The last month of pregnancy is actually 2,657,345 days of pregnancy. I'm not being hyperbolic, my friends. That's a literal, honest calculation and, as you can see, that is a large amount of days to remain very large and very uncomfortable. The person who endures these 2,657,345 days is already doing enough, so the list of things a pregnant woman shouldn't have to ask for when she's "about to pop" is long. It's also a worthwhile read.
Now, dear reader, you might say, "Is this person delusional? The last month of pregnancy is 30 days, give or take a few, not 2,657,345 days. Don't you know how to count?" To that I say you must not have heard of the time-space continuum, fairy-world universe fold into which all pregnant people sink. We still exist here on this plane, but while people who aren't "about to pop" experience time via normal perception, those who are "about to pop" experience time via this fairy-world perception. The ratio is, as a matter of fact, 30 Earth-days: 2,657,345 fairy-world days, to be precise and in case you wee wondering.

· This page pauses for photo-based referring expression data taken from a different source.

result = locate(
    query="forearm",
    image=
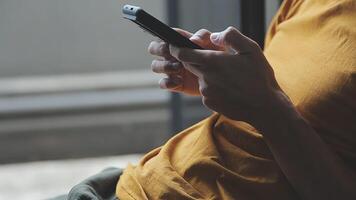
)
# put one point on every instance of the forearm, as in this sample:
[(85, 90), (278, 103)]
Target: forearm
[(314, 170)]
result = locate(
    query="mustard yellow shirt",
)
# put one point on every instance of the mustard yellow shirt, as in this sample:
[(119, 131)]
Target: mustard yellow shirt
[(311, 45)]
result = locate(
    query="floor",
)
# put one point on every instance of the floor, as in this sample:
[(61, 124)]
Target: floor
[(42, 180)]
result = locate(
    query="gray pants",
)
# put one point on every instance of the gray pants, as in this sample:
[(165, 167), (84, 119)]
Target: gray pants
[(98, 187)]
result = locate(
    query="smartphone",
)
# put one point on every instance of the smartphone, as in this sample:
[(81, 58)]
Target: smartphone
[(156, 27)]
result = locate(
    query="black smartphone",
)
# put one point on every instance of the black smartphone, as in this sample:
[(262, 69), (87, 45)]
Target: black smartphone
[(156, 27)]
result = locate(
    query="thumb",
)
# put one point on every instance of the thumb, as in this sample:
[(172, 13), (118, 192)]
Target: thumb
[(232, 38)]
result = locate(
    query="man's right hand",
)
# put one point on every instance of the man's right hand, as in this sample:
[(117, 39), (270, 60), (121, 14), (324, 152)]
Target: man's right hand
[(178, 78)]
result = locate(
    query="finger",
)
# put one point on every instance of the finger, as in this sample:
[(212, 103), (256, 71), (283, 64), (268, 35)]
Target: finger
[(201, 37), (159, 49), (194, 56), (183, 32), (233, 38), (165, 66), (171, 83)]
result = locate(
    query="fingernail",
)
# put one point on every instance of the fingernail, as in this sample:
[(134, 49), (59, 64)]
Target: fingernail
[(175, 66), (176, 81), (214, 37), (195, 37)]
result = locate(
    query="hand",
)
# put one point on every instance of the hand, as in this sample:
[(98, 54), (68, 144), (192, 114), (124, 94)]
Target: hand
[(178, 78), (239, 85)]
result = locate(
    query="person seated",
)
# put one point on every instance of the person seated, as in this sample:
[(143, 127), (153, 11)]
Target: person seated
[(284, 122)]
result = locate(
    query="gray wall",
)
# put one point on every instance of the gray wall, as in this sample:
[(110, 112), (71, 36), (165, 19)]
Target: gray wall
[(209, 14), (42, 37)]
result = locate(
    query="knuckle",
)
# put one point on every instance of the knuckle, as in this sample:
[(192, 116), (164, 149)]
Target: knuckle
[(150, 47), (204, 91), (162, 49), (229, 34), (166, 66), (180, 54), (153, 66), (254, 44)]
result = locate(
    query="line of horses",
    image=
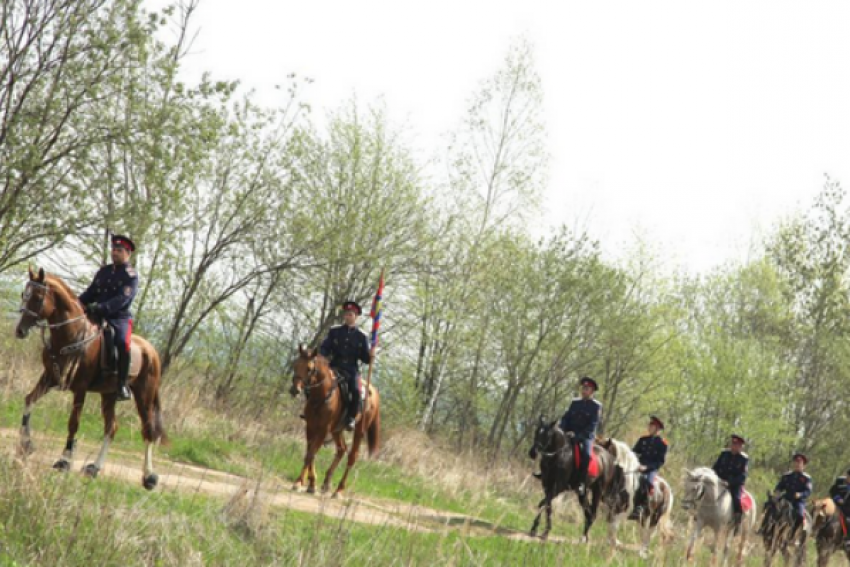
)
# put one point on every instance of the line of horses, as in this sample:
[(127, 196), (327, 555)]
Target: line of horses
[(615, 479), (72, 361)]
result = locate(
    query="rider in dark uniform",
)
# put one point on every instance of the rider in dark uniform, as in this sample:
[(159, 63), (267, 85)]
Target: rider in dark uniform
[(732, 467), (582, 420), (840, 494), (796, 487), (109, 298), (652, 452), (345, 346)]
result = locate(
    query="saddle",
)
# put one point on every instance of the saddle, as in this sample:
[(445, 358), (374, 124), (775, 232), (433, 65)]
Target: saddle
[(109, 354), (593, 468)]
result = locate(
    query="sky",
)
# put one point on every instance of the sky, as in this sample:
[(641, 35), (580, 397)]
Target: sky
[(691, 127)]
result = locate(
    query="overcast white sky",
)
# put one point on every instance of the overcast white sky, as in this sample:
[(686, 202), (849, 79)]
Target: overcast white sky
[(694, 125)]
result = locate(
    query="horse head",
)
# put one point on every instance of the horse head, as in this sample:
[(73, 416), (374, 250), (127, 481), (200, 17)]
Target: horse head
[(37, 303), (696, 481), (544, 437), (305, 370)]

Armed with this newfound knowledge, you can see how a person "about to pop" for 2,657,345 days might become a little irritable. You can see how this person might experience you saying "no" to one request as you saying "no" to every single request for 2,657,345 days. That just feels cruel, doesn't it? Why would you deny this pregnant person a little bit of comfort in her seemingly endless final days of pregnancy? She is, after all, "about to POP." At this point, the graphic image of a human being's bulbous belly popping may actually be a preferred outcome over staying pregnant for even just one more day.